Marie Smysor Watson
fasterfasterfaster
My turn, said Ike, flinging himself down. He glided away from me effortlessly, like a figure skater, even though neither one of us had ever skated. We were boys. Boys do not skate.
We called it Suicide Hill, though neither of us had any idea what a suicide was. Just something we’d heard the kids on the bus say. One of us had to stand up top to watch for cars while the other went down. No need for a running start, gravity took care of that.
Fasterfasterfaster, he squealed, all one word, as he picked up speed halfway through. I stood watch at the top, a teenage sentinel poorly matched against the brute force of glass and steel. Of course, cars weren’t the only problem. Trains tracks bisected the gravel road at the bottom and there were steep drop offs on either side; a deep pit of icy water, known to us simply as The Hole, waited on the left. Plenty of death for everyone, as Dad said. Or used to say, when he was still around. He’d disappeared a few months back, leaving Mom to fill in the cracks. Mom didn’t know how to melt though; the cracks remained.
Ike spun slightly to the left as he crossed the icy tracks, but the heavy ridge of gravel at the edge brought the sled to a halt. Sumabitch! he hooted, his voice carrying up the hill. He had a hell of a set of lungs on him for an eight-year-old. I was twelve and quiet. My words sounded hollow, even to my own ears. Speak your piece boy, Dad would often say, his hands trembling from the nightmares that constantly plagued him. Fair-minded he was, even though he woke up screaming most nights.
My turn had me ditching the sled into a formidable snowbank halfway down the hill, when Ike yelled Car, Mason, car! Easy to hear, even over the screeling of the runners.

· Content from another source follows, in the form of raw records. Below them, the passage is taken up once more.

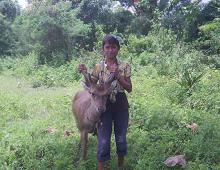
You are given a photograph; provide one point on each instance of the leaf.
(175, 160)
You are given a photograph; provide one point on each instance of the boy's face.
(110, 50)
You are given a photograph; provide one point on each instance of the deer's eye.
(93, 94)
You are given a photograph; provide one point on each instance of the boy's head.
(111, 39)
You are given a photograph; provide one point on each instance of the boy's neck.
(111, 61)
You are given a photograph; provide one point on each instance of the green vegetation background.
(173, 48)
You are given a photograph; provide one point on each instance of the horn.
(87, 77)
(110, 78)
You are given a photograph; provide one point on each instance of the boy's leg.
(120, 130)
(104, 137)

Mr. Allwood rumbled by in his truck, his attention focused forward. You did not stop on country hills with ice and snow on them, not if you hoped to make it up the other side. You simply prayed that a train wasn’t coming and you went for it. I was only twelve but even I knew that.

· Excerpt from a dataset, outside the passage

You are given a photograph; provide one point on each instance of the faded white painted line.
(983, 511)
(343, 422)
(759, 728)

I get another turn, I said as I crested the top of the hill, but Ike was already gone, whooshing down on his sled, nicer and newer than mine even though he was the little brother. Fasterfasterfaster, he called as he whooped by me, a ghost on two steel runners.
He wasn’t a ghost though; he was a boy. He was my brother, as real as the brown bottles that Mother hid underneath our teevee dinner trays in the trash. He was no ghost.

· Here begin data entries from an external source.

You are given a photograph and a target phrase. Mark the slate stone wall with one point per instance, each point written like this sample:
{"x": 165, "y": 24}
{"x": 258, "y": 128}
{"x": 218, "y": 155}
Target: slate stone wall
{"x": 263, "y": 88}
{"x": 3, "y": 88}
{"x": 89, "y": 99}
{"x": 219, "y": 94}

Neither was the thing that crawled up from The Hole. It was opaque, black like the solar eclipse we had glanced at that summer past, scalding our eyes and generating double vision for the next two weeks. When it straightened and turned towards me, the thing’s eyes burned the same blue flame that Dad’s did, slick as the ground beneath my feet.
Neither was the train that swooped in from the west, its surprise voice bawling with a terrible urgency. It sounded just like one of Mr. Allgood’s newborn calves, hungry and needing its Mother.
Neither was the car that turned off the highway, charging down the opposite hill like a bull towards a matador. It was the same type of car, long and black with a humped back end, that had picked up our Mother just a few days before and carried her into town, sleeping. What would become of us when people found out Dad was gone too, I couldn’t say. I was just a kid.
I closed my eyes because I did not want to choose the ending. Bad things come in threes, Dad would whisper when he still had a voice, his quaking forehead touching my own, our heads folding together like a prayer.
They may have been bad - the car, the train, the thing - but my brother was good and none of them laid claim to him, for he was fasterfasterfaster than all three, outrunning them all like a bullet outruns a gun. Ike made it through, invincible, though all I had to prove it was a wooden sled, unbent and unbroken on the other side. I took that sled with me when I was sent to live with my aunt and uncle in a place that never snowed, but Ike remained gone.
The poplar trees that line the opposite hill, skeleton branches shimmering with their icy coats, stood guard over the silence that was left behind.
But where did Uncle Ike go, Daddy? my son, also named Ike, asks from the crook of my arm. A bedtime story was all he asked for; this tale was all I had to offer. He has heard it before - he loves the twin ideas of soft snow and bitter cold, as we live in a place where neither is real - but he has never asked this particular question.
I don’t know, I say, touching his wheat-colored hair. They are not the same; I must remind myself of this too often. My brother’s hair was black, his eyes gray.
He was too fast, like me, my son says, lifting his blue eyes to mine. A mirror reflecting the past.
I shake my head. He is an only child, he has no brothers, he will never understand no matter how thoroughly I explain the mechanics of loss. Still, my mustache quivers and my hands shake, just like Dad’s did, once upon a time when he was real and I was faster.
He was nothing like you, I whisper quickly, three times in a row, an incantation to keep memory frozen out in the cold where it belongs.